A Conversation with James Wood: Part One

One of the finest living literary critics talks about the challenges of fiction.

Tomorrow, Jonathan Cape bring out How Fiction Works, the first full-length book of criticism by James Wood, one of our finest living literary critics. Wood was born in Durham, started at the Guardian, then moved to the New Republic, and is now at the New Yorker. He has already published two collections of essays and one novel, The Book Against God. He spoke to me by telephone from Cambridge, Massachusetts, where he teaches at Harvard University.

DD: In the new book you refer to "the essential juvenility of plot". Is this a deliberate bit of flippancy?
JW:
[Laughs] Well, yes, it's a deliberate extravagance. As you know, I'm no particular lover of the rollicking picaresque form, whether you find it in Henry Fielding or Thomas Pynchon. And I'm not particularly fond either of the conventional nineteenth-century plotty novel with its serialised cliff-hangers and lost inheritances and dead relatives turning up – it always seems a little bit fake to me.

I like destroying the tyranny of plot. I always ask people who are recommending me a novel to tell me the entire story right out, and I make a point in my reviews of describing the entire book. I don't think I need a plot to sustain my enjoyment. Formally speaking, if you really did believe in plot you'd say, "I can't re-read Anna Karenina because I know what happens." But it's obvious that there are deeper, more sustaining beauties underneath. Or if you go to Lear, you know what's going to happen, but the joy is in seeing new facets. Lear keeps you going throughout a lifetime: when you're a kid it's about your father and when you're a father it's about you.

DD: Surely sometimes you enjoy a good plot twist?
JW:
Yes - a genuine surprise that feels unmanipulated in some way and that seems organically to come out of the action of the book is still an extraordinary thing. But my preference is still for fiction in which not a lot happens in an obvious way. Chekhov does tell stories, for instance, but they're in some ways almost deconstructions.

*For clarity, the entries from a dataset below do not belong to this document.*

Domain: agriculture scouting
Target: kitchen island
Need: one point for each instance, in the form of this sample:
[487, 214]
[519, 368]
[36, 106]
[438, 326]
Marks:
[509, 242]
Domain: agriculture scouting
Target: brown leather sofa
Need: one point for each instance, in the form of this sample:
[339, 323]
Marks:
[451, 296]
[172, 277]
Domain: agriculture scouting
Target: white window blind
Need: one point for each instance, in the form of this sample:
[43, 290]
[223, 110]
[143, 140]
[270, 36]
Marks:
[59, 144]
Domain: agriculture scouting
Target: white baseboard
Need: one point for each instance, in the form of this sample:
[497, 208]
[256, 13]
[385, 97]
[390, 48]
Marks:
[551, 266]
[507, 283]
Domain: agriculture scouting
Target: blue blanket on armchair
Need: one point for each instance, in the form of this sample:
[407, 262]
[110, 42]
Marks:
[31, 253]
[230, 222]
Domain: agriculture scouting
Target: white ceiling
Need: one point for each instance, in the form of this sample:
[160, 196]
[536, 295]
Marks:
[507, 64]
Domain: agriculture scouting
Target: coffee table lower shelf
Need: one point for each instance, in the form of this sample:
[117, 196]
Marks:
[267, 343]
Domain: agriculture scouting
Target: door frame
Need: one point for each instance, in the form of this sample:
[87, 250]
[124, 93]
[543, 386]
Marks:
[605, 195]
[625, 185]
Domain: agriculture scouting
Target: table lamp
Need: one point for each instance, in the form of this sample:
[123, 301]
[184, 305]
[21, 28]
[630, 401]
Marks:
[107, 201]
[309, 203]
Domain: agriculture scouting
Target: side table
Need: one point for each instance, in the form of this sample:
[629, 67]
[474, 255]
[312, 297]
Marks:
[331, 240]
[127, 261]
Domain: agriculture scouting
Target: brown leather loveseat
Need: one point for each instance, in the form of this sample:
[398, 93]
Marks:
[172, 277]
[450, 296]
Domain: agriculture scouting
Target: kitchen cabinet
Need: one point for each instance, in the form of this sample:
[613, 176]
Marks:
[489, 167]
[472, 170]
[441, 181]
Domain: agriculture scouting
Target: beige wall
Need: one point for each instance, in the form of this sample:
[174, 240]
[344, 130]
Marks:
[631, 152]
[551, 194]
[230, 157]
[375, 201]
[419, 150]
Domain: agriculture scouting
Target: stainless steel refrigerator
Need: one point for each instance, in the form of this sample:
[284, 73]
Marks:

DD: You write often about how American fiction struggles so hard to imitate the empty cacophony of the modern world that it becomes itself a sort of empty cacophony. Is it possible to avoid this trap?
JW:
I think it's only avoidable with the containing pressure of language and form and all the other things that I talk about in the book: selection and detail and so on. An interesting thing is that if you look at British fiction, it's been quite a lot about the contemporary world, but it doesn't seem to run into these same difficulties as American fiction. I think it is a peculiarity of the American inheritance that you have to take on the whole of America, you have to become America, and that means the book becomes gargantuan. And I think one explanation for that may be a question of American inheritance, whether it's Whitman going around saying the United States is the greatest poem, or the question of gender, the masculinist side to American fiction that is this Mailer-esque pugilistic structure with American reality. I think British writers don't have any of that – instead there's a great commitment to the syntactical sentence, the closure of form, whether it's Evelyn Waugh or Alan Hollinghurst.

DD: Has writing a novel changed the way you write criticism?
JW:
I wouldn't say that the act itself of writing a novel has changed my criticism, but the years spent wanting to write fiction, trying to write it, thinking about it, and reading other writers to see what I could get from them certainly have. There were many years in which I was only writing reviews, but throughout all that time I was a writer in thte shadows. My criticism, in a sense, is nothing more than the notes of someone who has always been trying to look at fiction for practical help. It was useful actually to do the thing and discover that I was good at some things and bad at other things, and I hope to write another novel in which I can do some of those inept things better.

DD: Did you find that the things you were good at were the same things that you tend to praise in other writers?
JW:
I'm not sure they were. Having written so much about the importance of implication rather than essayism in fiction, the importance of absorbing and mobilising ideas rather than just giving expression to them, the importance of vivid characterisation… In some ways I was having, as one might expect, the most difficulty with that kind of thing, and I ended up producing quite an essayistic, intellectually top-heavy novel – Chekhov it certainly wasn't. It was a humbling reminder that however much you praise things in books, however much you think you've cracked the shell of them and understood how they're ticking, it's extremely difficult to do it yourself.